Watch the “Sheepdog Whistle” tutorials to get your dog moving
There are some common misconceptions about whistles and sheepdogs. The first, and very common, is that you must have a shepherd’s whistle to train and work a sheepdog – you don’t. If you have only a few sheep, and a relatively small area in which to keep and work them, you might never need to use a whistle at all.
Dogs’ hearing is far better than ours, and although your dog might appear not to hear you on occasions (mentioning no names – KAY) unless you’re working over 150 metres away, or shouting into a strong wind, the chances are that your dog’s perfectly aware of your commands.
An important part of basic training is to use a soft voice to tell the dog you’re pleased when it’s working well, and a sharper voice to let the dog know you’re not pleased when it’s working badly. It’s extremely difficult to express how you feel, by blowing a whistle!

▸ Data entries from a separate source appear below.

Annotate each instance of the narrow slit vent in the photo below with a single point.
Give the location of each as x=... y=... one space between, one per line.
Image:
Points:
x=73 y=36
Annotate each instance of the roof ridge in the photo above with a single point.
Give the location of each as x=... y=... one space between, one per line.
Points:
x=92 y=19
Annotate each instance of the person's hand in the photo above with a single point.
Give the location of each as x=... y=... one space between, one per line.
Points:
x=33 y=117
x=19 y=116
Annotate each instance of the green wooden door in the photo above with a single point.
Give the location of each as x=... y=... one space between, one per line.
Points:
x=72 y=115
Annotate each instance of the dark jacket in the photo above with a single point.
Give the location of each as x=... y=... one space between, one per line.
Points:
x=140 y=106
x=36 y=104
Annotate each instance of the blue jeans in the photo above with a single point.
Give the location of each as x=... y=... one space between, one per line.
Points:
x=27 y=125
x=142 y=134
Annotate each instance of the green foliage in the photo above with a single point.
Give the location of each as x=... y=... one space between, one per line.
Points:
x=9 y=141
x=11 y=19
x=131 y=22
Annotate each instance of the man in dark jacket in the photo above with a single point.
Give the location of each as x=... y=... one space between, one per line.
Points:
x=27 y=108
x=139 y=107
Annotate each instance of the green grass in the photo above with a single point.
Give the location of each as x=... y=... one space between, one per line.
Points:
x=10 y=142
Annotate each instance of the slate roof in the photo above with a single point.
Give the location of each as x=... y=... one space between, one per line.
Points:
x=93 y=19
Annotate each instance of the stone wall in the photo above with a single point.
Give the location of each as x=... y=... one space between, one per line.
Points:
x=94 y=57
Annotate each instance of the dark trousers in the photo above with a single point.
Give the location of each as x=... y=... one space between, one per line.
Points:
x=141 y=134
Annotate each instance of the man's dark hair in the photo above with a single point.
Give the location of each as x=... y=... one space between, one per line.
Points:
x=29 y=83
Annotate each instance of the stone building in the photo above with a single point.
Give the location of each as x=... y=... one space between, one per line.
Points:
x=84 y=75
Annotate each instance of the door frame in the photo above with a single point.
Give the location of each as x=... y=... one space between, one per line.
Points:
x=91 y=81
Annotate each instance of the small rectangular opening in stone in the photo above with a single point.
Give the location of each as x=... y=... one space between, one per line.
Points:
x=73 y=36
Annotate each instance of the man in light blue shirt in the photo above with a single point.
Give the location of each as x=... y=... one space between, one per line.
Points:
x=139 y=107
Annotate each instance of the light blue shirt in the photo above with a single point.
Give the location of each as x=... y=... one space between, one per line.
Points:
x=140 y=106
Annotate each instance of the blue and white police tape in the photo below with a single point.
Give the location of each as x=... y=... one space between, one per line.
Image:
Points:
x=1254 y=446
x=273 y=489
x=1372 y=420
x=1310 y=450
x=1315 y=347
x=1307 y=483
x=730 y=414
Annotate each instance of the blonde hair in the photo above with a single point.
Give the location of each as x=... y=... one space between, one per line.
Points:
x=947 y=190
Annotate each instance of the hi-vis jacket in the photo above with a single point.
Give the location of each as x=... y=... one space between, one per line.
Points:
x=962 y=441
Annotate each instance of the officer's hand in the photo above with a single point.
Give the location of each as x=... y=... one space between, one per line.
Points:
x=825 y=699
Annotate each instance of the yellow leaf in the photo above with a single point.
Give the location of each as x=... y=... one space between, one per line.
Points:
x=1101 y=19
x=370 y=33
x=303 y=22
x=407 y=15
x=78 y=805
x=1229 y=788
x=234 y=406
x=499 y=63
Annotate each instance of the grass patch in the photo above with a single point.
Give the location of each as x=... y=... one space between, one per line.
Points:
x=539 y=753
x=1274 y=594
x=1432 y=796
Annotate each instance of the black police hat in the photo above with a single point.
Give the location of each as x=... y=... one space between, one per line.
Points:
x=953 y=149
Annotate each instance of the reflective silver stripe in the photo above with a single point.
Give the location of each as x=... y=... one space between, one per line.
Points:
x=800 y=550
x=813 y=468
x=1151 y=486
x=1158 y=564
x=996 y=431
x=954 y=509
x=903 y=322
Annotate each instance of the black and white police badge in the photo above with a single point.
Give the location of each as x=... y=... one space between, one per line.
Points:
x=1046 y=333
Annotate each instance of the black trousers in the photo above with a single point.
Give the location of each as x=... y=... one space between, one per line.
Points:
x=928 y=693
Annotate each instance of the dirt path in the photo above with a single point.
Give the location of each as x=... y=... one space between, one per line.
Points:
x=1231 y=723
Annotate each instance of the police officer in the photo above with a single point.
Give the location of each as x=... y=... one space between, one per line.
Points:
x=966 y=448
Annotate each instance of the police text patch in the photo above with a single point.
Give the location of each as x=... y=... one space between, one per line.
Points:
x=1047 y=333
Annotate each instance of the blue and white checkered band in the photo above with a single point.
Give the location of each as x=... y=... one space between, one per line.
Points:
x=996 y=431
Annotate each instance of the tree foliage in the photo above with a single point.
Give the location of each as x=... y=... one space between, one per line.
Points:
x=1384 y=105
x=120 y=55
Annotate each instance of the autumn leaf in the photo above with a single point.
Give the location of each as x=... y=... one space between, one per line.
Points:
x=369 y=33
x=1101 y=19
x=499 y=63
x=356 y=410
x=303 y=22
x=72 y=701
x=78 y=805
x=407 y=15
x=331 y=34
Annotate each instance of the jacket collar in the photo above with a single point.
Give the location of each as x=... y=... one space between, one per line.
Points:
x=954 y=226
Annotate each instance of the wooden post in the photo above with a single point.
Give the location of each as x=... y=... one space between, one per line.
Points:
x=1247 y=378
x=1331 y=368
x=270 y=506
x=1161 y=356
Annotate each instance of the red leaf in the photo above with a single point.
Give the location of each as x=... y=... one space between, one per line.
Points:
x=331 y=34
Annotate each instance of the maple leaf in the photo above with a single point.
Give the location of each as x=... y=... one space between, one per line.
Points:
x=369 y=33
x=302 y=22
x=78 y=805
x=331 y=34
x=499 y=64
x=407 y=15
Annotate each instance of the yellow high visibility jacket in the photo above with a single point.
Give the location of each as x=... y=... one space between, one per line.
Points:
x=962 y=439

Secondly, less common but still surprisingly frequent, is the belief that, in some spooky way, a collie is “wired” to understand and obey a whistle without any training. I can only imagine that this was born out of watching “One Man and His Dog” on TV. Of course the huge majority of sheepdog triallers, even at Nursery level, use a whistle, but the whistle commands have to be taught just as do any other commands in any other discipline.
Thirdly, that it’s a challenge to blow a sheepdog whistle, but it’s not challenging, exactly, any more than playing the trumpet is challenging. Blowing a sheepdog whistle simply involves learning a technique and then practising – far away from your dogs and your loved ones.

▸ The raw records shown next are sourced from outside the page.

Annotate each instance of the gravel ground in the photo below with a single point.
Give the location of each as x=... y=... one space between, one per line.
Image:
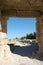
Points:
x=16 y=58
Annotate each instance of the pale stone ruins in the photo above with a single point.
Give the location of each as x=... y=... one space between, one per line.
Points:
x=20 y=8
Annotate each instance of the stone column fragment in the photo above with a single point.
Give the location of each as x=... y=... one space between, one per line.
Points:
x=39 y=34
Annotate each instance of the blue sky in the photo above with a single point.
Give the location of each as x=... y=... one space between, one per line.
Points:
x=18 y=27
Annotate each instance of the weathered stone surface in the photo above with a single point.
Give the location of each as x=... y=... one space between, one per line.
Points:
x=40 y=33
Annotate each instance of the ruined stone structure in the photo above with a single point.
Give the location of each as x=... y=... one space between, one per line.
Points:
x=21 y=8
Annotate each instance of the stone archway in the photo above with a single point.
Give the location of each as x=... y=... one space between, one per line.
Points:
x=22 y=8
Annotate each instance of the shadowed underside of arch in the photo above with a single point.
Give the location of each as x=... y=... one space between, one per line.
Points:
x=21 y=8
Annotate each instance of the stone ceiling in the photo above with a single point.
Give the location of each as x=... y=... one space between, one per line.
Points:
x=21 y=8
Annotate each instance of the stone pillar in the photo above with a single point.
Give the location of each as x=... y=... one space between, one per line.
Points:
x=39 y=34
x=4 y=49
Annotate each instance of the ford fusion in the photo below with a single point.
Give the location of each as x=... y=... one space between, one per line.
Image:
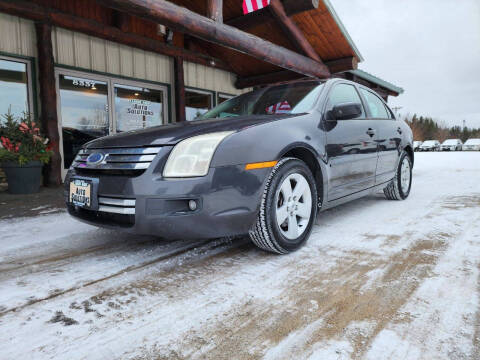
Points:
x=263 y=164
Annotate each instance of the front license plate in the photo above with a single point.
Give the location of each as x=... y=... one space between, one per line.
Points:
x=81 y=193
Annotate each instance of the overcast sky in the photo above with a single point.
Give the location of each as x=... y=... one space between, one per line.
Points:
x=431 y=48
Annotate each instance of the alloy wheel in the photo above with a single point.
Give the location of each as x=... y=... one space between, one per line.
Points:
x=405 y=175
x=293 y=206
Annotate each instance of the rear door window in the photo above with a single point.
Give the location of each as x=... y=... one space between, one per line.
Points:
x=375 y=104
x=344 y=93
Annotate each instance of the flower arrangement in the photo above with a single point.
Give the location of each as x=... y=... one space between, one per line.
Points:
x=21 y=141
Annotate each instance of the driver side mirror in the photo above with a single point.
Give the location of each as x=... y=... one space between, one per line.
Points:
x=345 y=111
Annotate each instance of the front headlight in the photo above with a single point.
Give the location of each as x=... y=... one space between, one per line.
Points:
x=191 y=157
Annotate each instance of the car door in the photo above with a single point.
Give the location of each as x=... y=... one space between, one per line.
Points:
x=389 y=134
x=351 y=145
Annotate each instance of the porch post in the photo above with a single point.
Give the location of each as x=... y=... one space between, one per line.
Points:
x=179 y=89
x=48 y=98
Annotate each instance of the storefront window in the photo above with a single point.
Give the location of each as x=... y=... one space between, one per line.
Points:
x=137 y=107
x=92 y=106
x=84 y=111
x=197 y=103
x=221 y=98
x=14 y=93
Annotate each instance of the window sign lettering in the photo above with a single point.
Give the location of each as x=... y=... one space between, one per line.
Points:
x=84 y=83
x=140 y=107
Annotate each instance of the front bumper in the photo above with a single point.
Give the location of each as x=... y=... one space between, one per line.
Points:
x=228 y=200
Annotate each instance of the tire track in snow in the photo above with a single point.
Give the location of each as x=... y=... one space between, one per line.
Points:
x=170 y=255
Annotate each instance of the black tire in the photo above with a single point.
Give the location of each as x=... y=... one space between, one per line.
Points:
x=266 y=233
x=394 y=190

The final, fourth, misconception is that teaching whistle commands to your dog is difficult, but there’s no reason why teaching whistle commands should be any more difficult than teaching voice commands.

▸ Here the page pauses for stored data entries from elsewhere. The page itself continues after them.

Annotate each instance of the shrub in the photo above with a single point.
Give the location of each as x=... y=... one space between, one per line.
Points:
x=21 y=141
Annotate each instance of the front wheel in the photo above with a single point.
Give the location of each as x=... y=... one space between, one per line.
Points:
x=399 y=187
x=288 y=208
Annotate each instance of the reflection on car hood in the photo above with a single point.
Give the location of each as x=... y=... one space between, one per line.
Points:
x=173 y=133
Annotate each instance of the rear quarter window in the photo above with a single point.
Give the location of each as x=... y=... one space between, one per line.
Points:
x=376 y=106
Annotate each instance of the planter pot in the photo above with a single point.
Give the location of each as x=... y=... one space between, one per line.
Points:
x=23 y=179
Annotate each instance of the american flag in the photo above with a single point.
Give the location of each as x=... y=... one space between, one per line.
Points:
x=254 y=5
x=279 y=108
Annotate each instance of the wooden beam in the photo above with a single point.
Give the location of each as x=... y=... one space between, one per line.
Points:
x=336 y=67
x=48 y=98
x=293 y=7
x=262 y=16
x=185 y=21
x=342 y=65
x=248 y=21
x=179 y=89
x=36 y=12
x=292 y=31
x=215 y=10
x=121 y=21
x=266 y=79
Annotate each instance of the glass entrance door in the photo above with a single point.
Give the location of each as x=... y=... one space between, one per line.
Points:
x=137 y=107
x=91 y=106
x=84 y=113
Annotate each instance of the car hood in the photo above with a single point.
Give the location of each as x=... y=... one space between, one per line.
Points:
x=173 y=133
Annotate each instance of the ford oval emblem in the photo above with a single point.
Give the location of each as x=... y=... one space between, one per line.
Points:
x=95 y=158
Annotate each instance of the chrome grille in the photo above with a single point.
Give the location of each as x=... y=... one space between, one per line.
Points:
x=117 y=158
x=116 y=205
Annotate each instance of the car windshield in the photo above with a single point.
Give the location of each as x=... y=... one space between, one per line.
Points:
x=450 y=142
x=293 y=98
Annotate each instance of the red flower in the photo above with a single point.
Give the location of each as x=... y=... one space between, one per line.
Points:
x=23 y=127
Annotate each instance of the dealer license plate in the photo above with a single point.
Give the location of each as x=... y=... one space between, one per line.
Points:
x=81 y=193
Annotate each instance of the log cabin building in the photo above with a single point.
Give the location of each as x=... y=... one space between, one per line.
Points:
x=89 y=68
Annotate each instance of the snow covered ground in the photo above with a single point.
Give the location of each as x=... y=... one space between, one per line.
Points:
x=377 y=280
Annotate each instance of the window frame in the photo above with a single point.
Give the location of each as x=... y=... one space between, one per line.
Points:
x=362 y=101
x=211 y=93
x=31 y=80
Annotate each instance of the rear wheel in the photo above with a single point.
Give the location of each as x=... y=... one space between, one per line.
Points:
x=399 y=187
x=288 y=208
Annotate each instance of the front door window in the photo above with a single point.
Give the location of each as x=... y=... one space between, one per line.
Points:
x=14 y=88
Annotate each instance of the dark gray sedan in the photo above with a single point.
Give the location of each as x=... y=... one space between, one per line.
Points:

For anyone who’s contemplating using a sheepdog whistle, and doesn’t know where to start, or who’s hoping to train whistle commands to their dog, we have two tutorials in the Online Training Tutorials library that will be a huge help. In “The Sheepdog Whistle” Andy demonstrates a tried and tested technique to get you blowing your whistle in minutes.
Once you can make a sound, any sound, you’ll find you quickly improve and can begin to invent your own whistle commands (or copy someone else’s, of course). This tutorial’s had lots of positive feedback from people who’ve finally discovered the key to their whistle – sometimes after years of trying and failing.
“Teach Your Dog Whistle Commands” shows you that it’ll be harder to learn to blow your whistle than to teach the commands to your dog. Andy explains two methods of teaching the commands so you can pick whichever seems more natural to you. “Teach Your Dog Whistle Commands” has been greatly revised since it first appeared in the online tutorials library. It now includes a training session where Andy teaches Bronwen to work on whistle commands.